Interview mit einer Klientin
Zur Person:
Alter: 34
Beruf: Produktdesignerin B. A.
Hobby: Kunst und Design. Philosophie, Ausflüge in die Natur
Autismus:
Wie kamen Sie zur Autismusdiagnose?
Zur Diagnose kam es bei mir nicht als Kind, sondern erst kürzlich im Alter von Anfang 30 Jahren. In psychiatrischer sowie psychologischer Behandlung bin ich zwar bereits seit meiner frühen Jugend, entweder aufgrund von Begleiterkrankungen oder der letztlich zahlreichen Fehldiagnosen. Der Verdacht auf Autismus kam allerdings erst bei meinem letzten stationären Aufenthalt auf. Die Klinik, in der ich zu dem Zeitpunkt war, hatte zufällig zudem eine Spezialambulanz für Autismus, in der der Verdacht dann auch zeitnah abgeklärt und bestätigt wurde. Hätte ich eine andere Klinik aufgesucht, würde ich vielleicht bis heute nicht ahnen, dass der Grund meiner Schwierigkeiten eine autistische Störung ist
Wie zeigt sich die Autismus-Spektrum-Störung bei Ihnen?
Ich denke, sie unterscheidet sich nicht von der anderer hochfunktionaler Autisten, auch wenn es natürlich Unterschiede gibt. Neben dem Autismus habe ich schließlich auch noch weitere Eigenschaften und Fähigkeiten, die nur mich ausmachen und die es mir ermöglichen, autistische Besonderheiten zu kompensieren. Wie alle Autisten habe ich Schwierigkeiten in der sozialen Interaktion. Einen intuitiven Zugang werde ich hier wohl nie entwickeln können, aber ich konnte dafür einen rationalen finden.
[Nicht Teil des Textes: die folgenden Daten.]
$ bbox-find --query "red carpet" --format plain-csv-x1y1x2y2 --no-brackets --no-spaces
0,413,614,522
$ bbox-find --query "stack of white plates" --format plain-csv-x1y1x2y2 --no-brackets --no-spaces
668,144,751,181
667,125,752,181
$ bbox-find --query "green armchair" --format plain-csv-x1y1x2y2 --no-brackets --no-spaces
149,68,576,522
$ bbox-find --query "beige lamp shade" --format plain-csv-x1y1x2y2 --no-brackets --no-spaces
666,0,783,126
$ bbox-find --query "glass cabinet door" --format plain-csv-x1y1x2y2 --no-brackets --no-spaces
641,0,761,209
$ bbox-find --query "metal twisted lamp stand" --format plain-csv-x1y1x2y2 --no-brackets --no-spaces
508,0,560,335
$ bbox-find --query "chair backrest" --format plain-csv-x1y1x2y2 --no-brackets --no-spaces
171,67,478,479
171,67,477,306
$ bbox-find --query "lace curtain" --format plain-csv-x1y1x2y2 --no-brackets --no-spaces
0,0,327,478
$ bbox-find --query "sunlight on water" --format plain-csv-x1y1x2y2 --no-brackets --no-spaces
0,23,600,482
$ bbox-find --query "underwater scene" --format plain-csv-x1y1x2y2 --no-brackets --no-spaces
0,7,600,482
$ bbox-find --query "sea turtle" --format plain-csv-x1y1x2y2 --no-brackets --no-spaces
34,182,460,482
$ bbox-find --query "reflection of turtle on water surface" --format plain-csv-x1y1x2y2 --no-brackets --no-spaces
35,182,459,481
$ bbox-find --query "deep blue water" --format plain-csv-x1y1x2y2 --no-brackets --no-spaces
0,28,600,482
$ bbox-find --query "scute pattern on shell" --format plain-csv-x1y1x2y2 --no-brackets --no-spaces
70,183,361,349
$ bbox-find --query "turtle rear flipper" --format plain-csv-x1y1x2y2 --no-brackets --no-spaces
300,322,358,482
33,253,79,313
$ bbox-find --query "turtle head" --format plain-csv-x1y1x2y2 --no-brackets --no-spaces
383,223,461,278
Was bedeutet Autismus für Sie?
Autismus bedeutet für mich, auch wenn es sehr hart klingt, Isolation. Die Welt der „Anderen“ erscheint so nah und ist doch zum Teil unerreichbar und das wiegt häufig doppelt schwer. Es ist nicht leicht, seinen Platz im Leben zu finden, wenn man sich in vielen Dingen so grundlegend von den meisten unterscheidet. In unserer Gesellschaft steht nicht viel Platz fürs Anders-Sein zur Verfügung, diesen muss man sich erst selbst schaffen. Das ist beschwerlich, aber ich denke, es ist möglich.
Zum Betreuungsangebot:
Worin erhalten Sie Unterstützung vom BEW?
Im Grunde potenziell bei allem, was man sich so denken kann und zum Leben eines jeden eigenständigen Erwachsenen dazugehört. Angefangen bei der Bewältigung der Dinge des Alltags bis hin zur Lebensgestaltung mit allem, was dazugehört. Mein größtes Anliegen ist zurzeit bspw. die Frage: Wie, wo und unter welchen Bedingungen kann ich die für mich passende Arbeit finden und langfristig einer Tätigkeit nachgehen.
Wie erfolgt die Unterstützung?
Meine Bezugsbetreuerin kommt in meinem Fall einmal in der Woche zu mir nach Hause. Manchmal, wenn ich zu erschöpft bin oder Ähnliches, dann weichen wir auf E-Mail- oder Telefonkontakt aus, aber grundsätzlich finden die Besuche in meiner gewohnten Umgebung statt, und wir erledigen oder organisieren dann gemeinsam mein Anliegen. Steht z. B. bald ein Arzttermin bevor, werde ich bei der Vorbereitung unterstützt. Sofern ich Begleitung benötige, gehen wir gemeinsam zum Termin.
Was schätzen Sie an der Unterstützung besonders?
Mein Unterstützungsbedarf kann durchaus variieren. Phasenweise ist er größer, dann wieder kleiner oder einfach ein anderer. Ich habe im Laufe meines Lebens diverse Strategien entwickelt, vieles selbstständig zu bewältigen, dennoch geht mir hin und wieder sozusagen die Puste aus. Dann „funktioniere“ ich nicht so gut, wie ich es üblicherweise kann. Deshalb bin ich froh, zu wissen, dass man mich hier zeitnah und vor allem flexibel auffangen kann.